• 06 Le grand-père

        Mon père a hérité de la ferme de ses parents, son père était encore là quand je suis née. J'ai entendu dire beaucoup de mal sur lui: il était, parait-il, très autoritaire, voire agressif, il insultait tout le monde y compris ma mère car, comme elle se refusait à lui, il le lui faisait payer, disant même que Simon (né en juin 1945) avait été fait par les Allemands; Affirmation fausse, les envahisseurs étaient partis avant sa conception.

       C'était une injure grave. Sans aucun doute, il était difficile à vivre; mais quand je l’ai connu, il était vieux, faible, ne pouvant plus travailler (il était boiteux comme moi). J’ai un très bon souvenir de lui. Il est probable que son état a fait qu’il a reporté son affection sur moi.

       Quand mes parents partaient travailler aux champs, il me gardait; je le revois encore, me tenant par la main, faire et refaire le tour de la maison, attisant le feu, m’épluchant des pommes. Il me faisait des sifflets avec une branche de châtaigner, me prenait sur ses genoux et me parlait interminablement; sa voix et ses mains étaient douces et je l’aimais.  

    Un jour, dans la grange, assis sur une vieille caisse, il me dit: «-J’ai un secret à te dire». Il se leva, alla fermer la porte (pour empêcher une entrée intempestive de Simon) et me dit: «-Voilà le secret, c’est mes Louis d’Or», il alla derrière la grosse cuve à vin, et, avec son couteau enleva une pierre du mur, et là, dans un vieux bout chiffons, il y avait une dizaine de pièces dorées.

     

       A cet âge, le ne connaissais pas la valeur de l’or ni de la monnaie, mais j’ai compris la valeur du secret; et je n’en ai parlé que vingt années plus tard. Cet or n’a jamais été trouvé, ou bien celui qui l’a trouvé, n’en a jamais parlé.

       Il est mort j’avais cinq ans, je vois encore le corbillard s’enfoncer dans le sous-bois, tiré par deux beaux chevaux appartenant à monsieur le maire.

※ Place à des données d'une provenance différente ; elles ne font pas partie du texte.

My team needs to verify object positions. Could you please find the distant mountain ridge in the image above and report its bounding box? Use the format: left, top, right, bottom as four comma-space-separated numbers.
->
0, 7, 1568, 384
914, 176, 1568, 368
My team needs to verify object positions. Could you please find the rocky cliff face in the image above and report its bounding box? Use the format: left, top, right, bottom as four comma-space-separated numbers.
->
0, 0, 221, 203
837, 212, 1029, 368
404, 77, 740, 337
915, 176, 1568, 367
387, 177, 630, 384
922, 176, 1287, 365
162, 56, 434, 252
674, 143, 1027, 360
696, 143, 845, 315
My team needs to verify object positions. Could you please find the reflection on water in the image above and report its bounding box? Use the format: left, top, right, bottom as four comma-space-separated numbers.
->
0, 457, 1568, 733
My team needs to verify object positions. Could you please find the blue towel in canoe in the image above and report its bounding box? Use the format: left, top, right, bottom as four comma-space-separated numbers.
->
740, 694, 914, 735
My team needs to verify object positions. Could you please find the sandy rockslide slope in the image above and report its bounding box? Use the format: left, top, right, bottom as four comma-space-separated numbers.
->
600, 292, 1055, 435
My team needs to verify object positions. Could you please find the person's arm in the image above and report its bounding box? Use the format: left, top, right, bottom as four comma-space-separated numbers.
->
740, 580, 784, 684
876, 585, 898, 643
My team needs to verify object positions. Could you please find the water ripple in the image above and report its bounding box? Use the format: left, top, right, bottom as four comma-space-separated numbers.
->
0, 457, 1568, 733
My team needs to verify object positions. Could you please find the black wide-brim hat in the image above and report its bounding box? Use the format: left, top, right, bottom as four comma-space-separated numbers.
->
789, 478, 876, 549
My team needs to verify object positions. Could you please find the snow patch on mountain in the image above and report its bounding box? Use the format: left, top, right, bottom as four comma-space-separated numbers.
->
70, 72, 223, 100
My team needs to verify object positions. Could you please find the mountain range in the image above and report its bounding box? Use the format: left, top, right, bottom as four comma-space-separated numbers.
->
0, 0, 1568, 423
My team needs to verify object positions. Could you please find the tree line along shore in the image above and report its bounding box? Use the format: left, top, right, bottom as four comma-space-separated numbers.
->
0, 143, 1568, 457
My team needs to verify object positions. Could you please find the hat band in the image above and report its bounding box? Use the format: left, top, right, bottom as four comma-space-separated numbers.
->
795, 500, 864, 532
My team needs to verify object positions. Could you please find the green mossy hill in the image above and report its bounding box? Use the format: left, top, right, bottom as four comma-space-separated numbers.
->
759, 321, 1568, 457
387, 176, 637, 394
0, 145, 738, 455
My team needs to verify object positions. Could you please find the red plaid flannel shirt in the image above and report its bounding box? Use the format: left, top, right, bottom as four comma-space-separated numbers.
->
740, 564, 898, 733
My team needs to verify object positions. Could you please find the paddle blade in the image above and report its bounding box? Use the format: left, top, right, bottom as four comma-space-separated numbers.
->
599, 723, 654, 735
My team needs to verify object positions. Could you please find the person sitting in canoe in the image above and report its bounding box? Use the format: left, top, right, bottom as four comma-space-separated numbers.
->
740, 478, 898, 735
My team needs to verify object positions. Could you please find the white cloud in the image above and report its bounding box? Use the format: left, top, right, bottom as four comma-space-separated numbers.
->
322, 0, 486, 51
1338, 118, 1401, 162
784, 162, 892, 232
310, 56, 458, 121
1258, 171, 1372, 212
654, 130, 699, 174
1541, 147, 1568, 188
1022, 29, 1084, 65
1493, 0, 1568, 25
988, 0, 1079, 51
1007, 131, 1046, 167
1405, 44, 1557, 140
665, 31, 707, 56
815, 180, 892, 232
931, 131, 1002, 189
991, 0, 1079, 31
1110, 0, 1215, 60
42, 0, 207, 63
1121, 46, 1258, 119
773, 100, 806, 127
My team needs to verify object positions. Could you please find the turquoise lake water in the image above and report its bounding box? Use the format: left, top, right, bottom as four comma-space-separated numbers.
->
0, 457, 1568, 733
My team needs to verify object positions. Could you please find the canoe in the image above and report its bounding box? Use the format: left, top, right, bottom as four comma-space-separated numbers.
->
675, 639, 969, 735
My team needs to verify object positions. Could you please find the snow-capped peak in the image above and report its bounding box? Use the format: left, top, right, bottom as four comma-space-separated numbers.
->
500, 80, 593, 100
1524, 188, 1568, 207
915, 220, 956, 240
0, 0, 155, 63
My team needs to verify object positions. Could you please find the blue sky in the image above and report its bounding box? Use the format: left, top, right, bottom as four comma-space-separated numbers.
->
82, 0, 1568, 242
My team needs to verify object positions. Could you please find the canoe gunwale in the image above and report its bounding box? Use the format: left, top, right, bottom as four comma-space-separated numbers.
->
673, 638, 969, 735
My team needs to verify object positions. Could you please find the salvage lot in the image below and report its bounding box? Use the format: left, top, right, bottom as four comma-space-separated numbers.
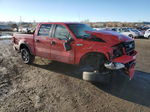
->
0, 39, 150, 112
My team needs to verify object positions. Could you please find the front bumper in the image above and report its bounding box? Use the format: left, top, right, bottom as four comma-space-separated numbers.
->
104, 51, 137, 79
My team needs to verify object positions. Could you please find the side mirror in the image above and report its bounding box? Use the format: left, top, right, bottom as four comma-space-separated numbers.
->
64, 34, 73, 51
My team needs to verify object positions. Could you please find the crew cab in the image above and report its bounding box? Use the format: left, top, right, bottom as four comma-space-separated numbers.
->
12, 22, 137, 79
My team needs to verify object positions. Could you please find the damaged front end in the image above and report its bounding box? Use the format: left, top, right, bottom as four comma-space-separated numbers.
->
104, 41, 137, 79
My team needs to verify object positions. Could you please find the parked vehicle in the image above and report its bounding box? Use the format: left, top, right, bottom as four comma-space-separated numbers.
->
0, 25, 13, 31
112, 28, 140, 38
144, 29, 150, 39
13, 23, 137, 82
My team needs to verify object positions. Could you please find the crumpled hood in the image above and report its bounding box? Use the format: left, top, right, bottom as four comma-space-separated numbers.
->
89, 30, 133, 46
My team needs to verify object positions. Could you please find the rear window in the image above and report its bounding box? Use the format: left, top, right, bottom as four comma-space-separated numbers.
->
38, 24, 52, 36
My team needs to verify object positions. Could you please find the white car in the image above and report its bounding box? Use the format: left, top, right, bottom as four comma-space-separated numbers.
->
144, 29, 150, 39
112, 28, 140, 38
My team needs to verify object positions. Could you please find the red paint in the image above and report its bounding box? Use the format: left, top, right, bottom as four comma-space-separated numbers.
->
13, 23, 136, 78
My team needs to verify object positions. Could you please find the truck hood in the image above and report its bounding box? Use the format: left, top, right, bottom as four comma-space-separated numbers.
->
88, 30, 133, 46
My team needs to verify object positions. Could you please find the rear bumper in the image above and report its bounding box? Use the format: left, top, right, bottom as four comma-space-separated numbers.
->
104, 51, 137, 79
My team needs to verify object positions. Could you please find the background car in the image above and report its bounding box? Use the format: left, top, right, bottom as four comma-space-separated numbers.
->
144, 29, 150, 39
111, 28, 140, 38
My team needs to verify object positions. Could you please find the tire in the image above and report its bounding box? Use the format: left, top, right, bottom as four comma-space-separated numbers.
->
129, 34, 134, 38
21, 48, 35, 64
80, 54, 110, 83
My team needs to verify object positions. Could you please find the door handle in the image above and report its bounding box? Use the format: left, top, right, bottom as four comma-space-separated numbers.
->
35, 39, 40, 42
51, 41, 56, 45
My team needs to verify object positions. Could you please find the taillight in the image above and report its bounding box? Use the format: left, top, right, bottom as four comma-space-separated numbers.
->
12, 37, 16, 43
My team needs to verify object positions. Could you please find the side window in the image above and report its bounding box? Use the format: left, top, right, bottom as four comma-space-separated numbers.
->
54, 25, 69, 40
38, 24, 52, 36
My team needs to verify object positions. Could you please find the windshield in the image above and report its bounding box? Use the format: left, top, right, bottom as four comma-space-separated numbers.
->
68, 24, 95, 39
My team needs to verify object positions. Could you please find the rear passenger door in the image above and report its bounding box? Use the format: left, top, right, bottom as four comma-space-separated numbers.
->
34, 24, 53, 59
51, 24, 74, 64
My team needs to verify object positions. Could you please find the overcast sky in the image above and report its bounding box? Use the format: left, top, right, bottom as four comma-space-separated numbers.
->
0, 0, 150, 22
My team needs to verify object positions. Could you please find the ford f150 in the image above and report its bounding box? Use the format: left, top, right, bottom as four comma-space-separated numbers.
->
12, 22, 137, 79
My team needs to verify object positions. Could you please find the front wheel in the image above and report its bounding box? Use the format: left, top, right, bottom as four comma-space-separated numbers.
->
21, 48, 35, 64
80, 54, 111, 83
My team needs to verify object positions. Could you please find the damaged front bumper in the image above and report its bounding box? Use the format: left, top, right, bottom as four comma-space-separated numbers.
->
104, 51, 137, 79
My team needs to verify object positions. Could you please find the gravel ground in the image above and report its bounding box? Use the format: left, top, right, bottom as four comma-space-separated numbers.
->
0, 40, 150, 112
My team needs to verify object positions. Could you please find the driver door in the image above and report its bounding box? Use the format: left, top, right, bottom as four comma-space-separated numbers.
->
51, 25, 74, 64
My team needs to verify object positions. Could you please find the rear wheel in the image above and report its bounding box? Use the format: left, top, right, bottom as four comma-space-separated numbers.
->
21, 48, 35, 64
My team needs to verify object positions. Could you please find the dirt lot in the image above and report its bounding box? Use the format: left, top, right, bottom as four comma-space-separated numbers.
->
0, 39, 150, 112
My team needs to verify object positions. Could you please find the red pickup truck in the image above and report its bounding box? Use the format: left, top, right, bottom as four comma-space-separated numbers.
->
13, 22, 137, 79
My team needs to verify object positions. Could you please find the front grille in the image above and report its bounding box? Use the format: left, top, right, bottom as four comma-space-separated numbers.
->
123, 41, 135, 55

       Plus tard j’ai appris que, quand mon père a eu fini sa scolarité (douze ou treize ans), son père l’à placé comme domestique dans une ferme importante, et tous les mois, il allait chercher son salaire, lui laissant un peu d’argent seulement une fois par an, le jour de la fête au village. Jusqu’à sa majorité croyez-vous?! mais non, jusqu’à l’âge de vingt huit ans, c’est à dire son mariage. Et les enfants d’aujourd’hui sont scandalisés si les parents oublient le jour de l’argent de poche.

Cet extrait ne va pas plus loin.